Bryan Gerzicich, Hapoel Ironi Kiryat Shmona (Israel)
Josh Gatt, Molde (Norway)
Michael Bradley, Chievo Verona (Italy)
Sacha Kljestan, Anderlecht (Belgium)
Clint Dempsey, Fulham (England)
Bryan Gerzichich and Kiryat Shmona were surprise champions of Israel. The plucky bunch from the tiny border city, 4th in 2010-11, ran away with the Israeli Premier League by an astonishing 17 points in the regular season and holding on in the playoffs to advance to Champions League qualifying in part because of Gerzicich’s play in the midfield.

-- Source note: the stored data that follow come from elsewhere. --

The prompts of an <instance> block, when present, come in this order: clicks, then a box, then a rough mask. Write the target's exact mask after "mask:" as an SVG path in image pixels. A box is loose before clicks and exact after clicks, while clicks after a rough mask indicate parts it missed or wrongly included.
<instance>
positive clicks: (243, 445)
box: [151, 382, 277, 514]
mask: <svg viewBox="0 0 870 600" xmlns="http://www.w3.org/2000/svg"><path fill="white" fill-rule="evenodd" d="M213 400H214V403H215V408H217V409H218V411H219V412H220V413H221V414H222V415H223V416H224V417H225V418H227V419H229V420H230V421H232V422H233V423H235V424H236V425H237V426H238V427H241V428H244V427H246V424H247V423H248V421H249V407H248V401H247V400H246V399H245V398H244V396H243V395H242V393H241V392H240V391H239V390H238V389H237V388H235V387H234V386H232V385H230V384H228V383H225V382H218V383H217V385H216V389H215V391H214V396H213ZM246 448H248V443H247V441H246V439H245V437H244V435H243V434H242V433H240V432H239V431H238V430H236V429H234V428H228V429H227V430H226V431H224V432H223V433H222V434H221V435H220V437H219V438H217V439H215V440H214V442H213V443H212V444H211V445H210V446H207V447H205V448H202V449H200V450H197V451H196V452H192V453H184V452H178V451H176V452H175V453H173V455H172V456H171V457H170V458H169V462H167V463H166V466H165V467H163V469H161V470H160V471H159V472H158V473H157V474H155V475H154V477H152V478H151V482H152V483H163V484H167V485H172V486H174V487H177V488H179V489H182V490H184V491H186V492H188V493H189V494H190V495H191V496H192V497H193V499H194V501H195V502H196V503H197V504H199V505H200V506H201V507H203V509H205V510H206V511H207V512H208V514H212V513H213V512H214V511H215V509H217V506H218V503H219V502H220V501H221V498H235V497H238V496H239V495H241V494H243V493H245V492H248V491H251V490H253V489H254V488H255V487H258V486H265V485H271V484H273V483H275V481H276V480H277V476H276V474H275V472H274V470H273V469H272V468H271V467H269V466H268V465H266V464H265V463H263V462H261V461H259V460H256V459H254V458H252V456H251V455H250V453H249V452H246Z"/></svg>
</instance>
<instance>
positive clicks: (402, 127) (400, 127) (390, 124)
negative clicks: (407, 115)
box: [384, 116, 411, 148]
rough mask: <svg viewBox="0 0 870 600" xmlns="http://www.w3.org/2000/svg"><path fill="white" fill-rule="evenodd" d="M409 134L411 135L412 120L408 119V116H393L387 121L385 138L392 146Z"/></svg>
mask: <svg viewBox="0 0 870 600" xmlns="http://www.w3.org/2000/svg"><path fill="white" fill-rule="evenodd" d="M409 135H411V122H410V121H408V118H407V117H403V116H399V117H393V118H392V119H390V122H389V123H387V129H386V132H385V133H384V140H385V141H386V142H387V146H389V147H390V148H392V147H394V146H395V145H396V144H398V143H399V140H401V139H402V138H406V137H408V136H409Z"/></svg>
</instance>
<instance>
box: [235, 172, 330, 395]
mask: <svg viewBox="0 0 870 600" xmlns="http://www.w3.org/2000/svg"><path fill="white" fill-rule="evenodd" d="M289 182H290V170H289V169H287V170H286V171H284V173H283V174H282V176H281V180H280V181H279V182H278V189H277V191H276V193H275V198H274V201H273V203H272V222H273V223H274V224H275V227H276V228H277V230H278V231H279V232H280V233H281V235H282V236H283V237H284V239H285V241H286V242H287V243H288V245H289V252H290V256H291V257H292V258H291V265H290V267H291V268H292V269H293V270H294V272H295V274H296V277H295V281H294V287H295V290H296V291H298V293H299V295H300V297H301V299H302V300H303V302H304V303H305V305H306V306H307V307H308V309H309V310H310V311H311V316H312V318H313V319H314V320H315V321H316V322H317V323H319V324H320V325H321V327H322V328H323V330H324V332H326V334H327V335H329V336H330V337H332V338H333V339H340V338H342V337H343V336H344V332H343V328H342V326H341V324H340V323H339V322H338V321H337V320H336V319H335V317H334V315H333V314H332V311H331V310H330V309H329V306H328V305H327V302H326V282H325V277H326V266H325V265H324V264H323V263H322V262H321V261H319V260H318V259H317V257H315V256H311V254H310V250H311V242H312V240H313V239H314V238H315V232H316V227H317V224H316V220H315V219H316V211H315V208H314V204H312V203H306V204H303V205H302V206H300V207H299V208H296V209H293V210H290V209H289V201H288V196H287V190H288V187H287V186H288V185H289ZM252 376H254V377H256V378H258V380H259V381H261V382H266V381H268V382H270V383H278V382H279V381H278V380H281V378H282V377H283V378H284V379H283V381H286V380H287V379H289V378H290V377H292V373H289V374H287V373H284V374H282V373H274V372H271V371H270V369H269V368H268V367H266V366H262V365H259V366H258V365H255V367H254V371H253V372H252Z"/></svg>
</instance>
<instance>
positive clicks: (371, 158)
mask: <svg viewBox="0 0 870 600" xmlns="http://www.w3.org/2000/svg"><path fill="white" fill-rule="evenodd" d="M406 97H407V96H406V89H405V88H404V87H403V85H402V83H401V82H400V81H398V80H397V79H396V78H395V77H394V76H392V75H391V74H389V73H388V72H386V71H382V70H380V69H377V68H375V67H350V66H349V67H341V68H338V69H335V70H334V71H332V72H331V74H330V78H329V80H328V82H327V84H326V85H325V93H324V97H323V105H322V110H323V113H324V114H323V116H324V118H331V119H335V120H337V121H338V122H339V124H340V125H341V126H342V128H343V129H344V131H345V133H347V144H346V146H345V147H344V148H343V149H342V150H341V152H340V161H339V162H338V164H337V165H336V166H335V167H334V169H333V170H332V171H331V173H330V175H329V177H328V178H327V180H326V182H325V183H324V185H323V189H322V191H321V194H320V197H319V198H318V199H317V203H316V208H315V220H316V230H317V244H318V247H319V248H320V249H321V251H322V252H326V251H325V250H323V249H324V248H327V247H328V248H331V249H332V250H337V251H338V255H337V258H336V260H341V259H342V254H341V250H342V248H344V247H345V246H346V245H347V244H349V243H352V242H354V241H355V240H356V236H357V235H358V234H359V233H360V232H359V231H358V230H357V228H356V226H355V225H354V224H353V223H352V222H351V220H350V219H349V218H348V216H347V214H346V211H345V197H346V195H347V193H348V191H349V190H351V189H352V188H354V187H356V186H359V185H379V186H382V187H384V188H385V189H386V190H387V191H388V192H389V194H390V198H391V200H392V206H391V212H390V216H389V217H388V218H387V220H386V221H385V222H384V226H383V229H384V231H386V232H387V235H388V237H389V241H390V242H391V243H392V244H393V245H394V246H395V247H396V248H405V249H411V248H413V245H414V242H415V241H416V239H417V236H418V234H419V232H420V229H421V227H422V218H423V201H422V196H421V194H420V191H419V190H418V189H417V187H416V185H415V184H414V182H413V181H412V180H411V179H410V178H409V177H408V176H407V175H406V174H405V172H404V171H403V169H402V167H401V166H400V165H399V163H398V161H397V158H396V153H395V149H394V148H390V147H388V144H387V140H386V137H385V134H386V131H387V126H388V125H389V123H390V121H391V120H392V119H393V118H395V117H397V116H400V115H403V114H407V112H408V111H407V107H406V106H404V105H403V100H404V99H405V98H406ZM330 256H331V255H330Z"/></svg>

Meanwhile, another Yank starred for a surprise champion in Norway, as Josh Gatt played pretty much everywhere on the right in helping Molde FK celebrate its centennial with its first top-flight title and making the would-be college sophomore a favorite of coach and Manchester United legend Ole Gunnar Solskjær. Michael Bradley rebounded from a nightmare loan spell with Aston Villa last year to put together one of his finest seasons of his career, with the now-minted “General Bradley” helping Chievo to a top-half finish despite having the league’s second-worst offense. Elsewhere, Sacha Kljestan was yet another champion in the midfield, turning in consistently strong performances as Anderlecht won its 31st title and move into the Champions League group stages. Finally, Clint Dempsey is pretty much awesome.

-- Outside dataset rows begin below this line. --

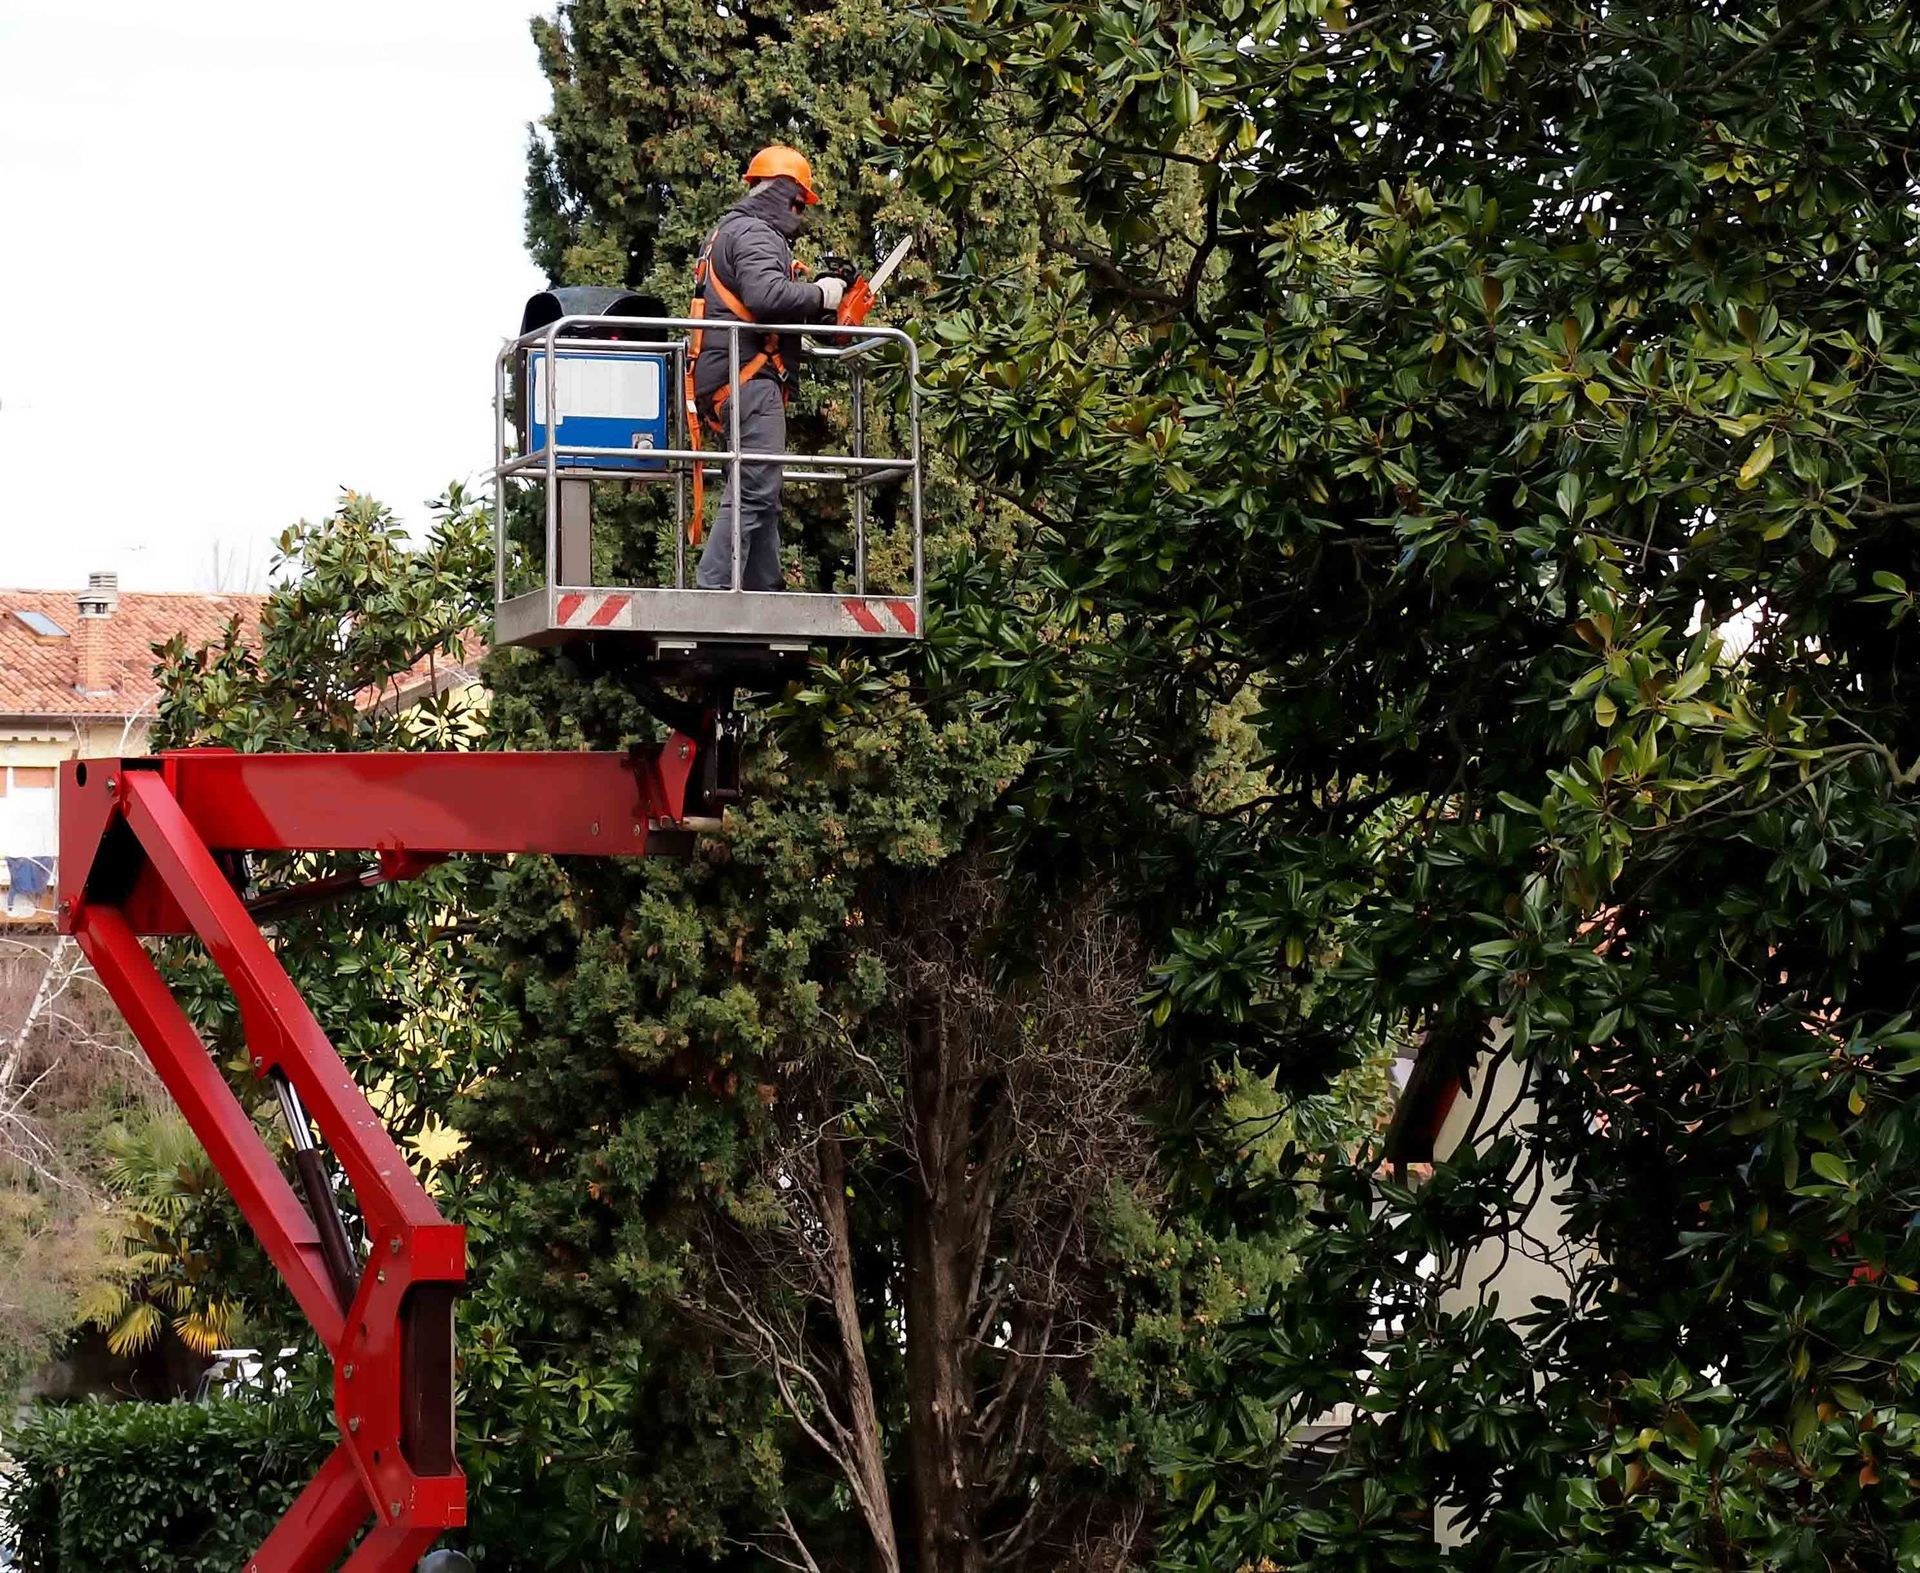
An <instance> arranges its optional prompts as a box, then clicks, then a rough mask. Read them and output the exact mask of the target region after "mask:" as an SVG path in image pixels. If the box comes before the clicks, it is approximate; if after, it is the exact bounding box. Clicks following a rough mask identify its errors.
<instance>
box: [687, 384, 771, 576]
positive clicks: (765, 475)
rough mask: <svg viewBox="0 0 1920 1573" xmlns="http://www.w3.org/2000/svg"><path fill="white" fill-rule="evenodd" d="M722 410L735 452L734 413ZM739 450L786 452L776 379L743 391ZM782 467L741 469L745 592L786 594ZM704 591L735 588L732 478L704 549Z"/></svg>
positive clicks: (720, 504) (739, 404)
mask: <svg viewBox="0 0 1920 1573" xmlns="http://www.w3.org/2000/svg"><path fill="white" fill-rule="evenodd" d="M720 409H722V428H720V430H722V432H724V436H722V438H720V446H722V448H732V446H733V444H732V411H730V409H728V407H726V405H720ZM739 451H741V453H785V451H787V405H785V401H783V399H781V398H780V384H778V382H776V380H774V378H772V376H756V378H753V382H749V384H747V386H745V388H741V390H739ZM781 474H783V471H781V467H780V465H741V467H739V528H741V563H739V584H741V590H785V584H787V582H785V576H783V574H781V572H780V480H781ZM697 582H699V586H701V590H732V588H733V478H732V476H728V482H726V486H724V488H722V492H720V511H718V513H716V515H714V526H712V530H710V532H708V536H707V549H705V551H701V569H699V576H697Z"/></svg>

Jozy Altidore, AZ (Netherlands)
After a forgettable three years in Europe (six goals in 77 appearances with four different clubs), Jozy Altidore moved to the Netherlands and finally found his touch. Despite a few benchings, Altidore consistently returned to the lineup because he scored goals. He scored 15th in the Eredivisie (good for 7th in the league) and 19 in all competitions, nearly matching his career total. Additionally, playing as the center forward in AZ’s 4-3-3, he finally embraced the finer parts of the #9 role, making nice near post runs and showing the best holdup play of his career. Despite a late slump, AZ and Altidore will be in the Europa League next year, and the team’s leading scorer will be looked upon to build on a strong debut year.

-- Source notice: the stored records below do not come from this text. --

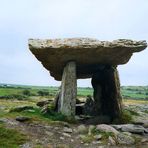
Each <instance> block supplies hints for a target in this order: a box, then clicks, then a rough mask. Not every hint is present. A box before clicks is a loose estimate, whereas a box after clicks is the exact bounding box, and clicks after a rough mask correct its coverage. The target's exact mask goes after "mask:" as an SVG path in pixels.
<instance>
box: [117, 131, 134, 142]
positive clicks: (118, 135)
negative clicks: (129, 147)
mask: <svg viewBox="0 0 148 148" xmlns="http://www.w3.org/2000/svg"><path fill="white" fill-rule="evenodd" d="M117 142H118V143H119V144H125V145H132V144H134V143H135V139H134V138H132V137H131V136H127V135H125V134H122V133H119V134H117Z"/></svg>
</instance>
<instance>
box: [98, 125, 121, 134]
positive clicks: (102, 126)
mask: <svg viewBox="0 0 148 148" xmlns="http://www.w3.org/2000/svg"><path fill="white" fill-rule="evenodd" d="M96 130H99V131H102V132H111V133H114V134H115V135H117V134H118V133H119V132H118V131H117V130H116V129H115V128H113V127H112V126H110V125H107V124H99V125H97V127H96Z"/></svg>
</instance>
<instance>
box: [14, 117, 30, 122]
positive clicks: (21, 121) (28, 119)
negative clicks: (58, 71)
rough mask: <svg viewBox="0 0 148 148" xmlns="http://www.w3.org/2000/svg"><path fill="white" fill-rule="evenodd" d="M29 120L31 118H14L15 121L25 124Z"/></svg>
mask: <svg viewBox="0 0 148 148" xmlns="http://www.w3.org/2000/svg"><path fill="white" fill-rule="evenodd" d="M29 120H31V118H29V117H25V116H20V117H16V121H20V122H25V121H29Z"/></svg>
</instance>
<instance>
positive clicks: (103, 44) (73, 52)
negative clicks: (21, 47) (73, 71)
mask: <svg viewBox="0 0 148 148" xmlns="http://www.w3.org/2000/svg"><path fill="white" fill-rule="evenodd" d="M146 47H147V43H146V41H133V40H126V39H119V40H114V41H112V42H108V41H99V40H96V39H90V38H71V39H53V40H50V39H49V40H39V39H30V40H29V48H30V50H31V52H32V53H33V54H34V55H35V56H36V58H37V59H38V60H39V61H41V62H42V64H43V66H44V67H45V68H46V69H47V70H49V71H50V74H51V76H53V77H54V78H55V79H56V80H61V79H62V72H63V68H64V66H65V65H66V63H67V62H69V61H75V62H76V63H77V78H90V77H91V75H92V73H93V72H94V71H95V70H96V68H97V66H96V65H99V64H104V65H105V64H109V65H119V64H125V63H127V62H128V61H129V59H130V57H131V56H132V54H133V53H134V52H140V51H142V50H144V49H145V48H146Z"/></svg>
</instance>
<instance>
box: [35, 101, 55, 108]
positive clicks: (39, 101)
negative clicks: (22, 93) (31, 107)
mask: <svg viewBox="0 0 148 148" xmlns="http://www.w3.org/2000/svg"><path fill="white" fill-rule="evenodd" d="M50 102H52V101H51V100H42V101H38V102H37V103H36V105H37V106H39V107H43V106H45V105H47V104H49V103H50Z"/></svg>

Clint Dempsey, M/F, Fulham
Whenever Dempsey retires or moves back to MLS, we might have to rename this award the Clint Dempsey Trophy. After winning deserving MVP awards the past two seasons, Deuce had his best season yet, moving from “nice/quality player” to “elite”. Dempsey finished 4th in the Premier League in goals with 17 and finished with 23 goals across the board, surpassing his total combined from the last two seasons. He blitzed past former teammate Brian McBride to become the leading scorer by an American in England, went over 50 goals for his career, and may have earned his way to a Champions League transfer. He’s a great American, my friends.
Goal of the Year
Perhaps no goal was more symbolic of Gatt’s performance than his flying, slaloming run against Start that put a defender on the ground and solidified his spot as perhaps the most exciting American youngster.
Performance of the Year
We were all impressed when Dempsey scored a hat trick in a 4-0 FA Cup win over League One’s Charlton, but we were really impressed when he went and had a hat trick two weeks later against a Premier League side. Dempsey destroyed a Champions League-contending Newcastle on January 21, even passing on a penalty kick when sitting on two goals to earn the hat trick the real way. (Indeed, had Dempsey taken Fulham’s penalty kicks that day, he could have earned himself a Golden Helmet of Mambrino five goals. Yeah, he can ball.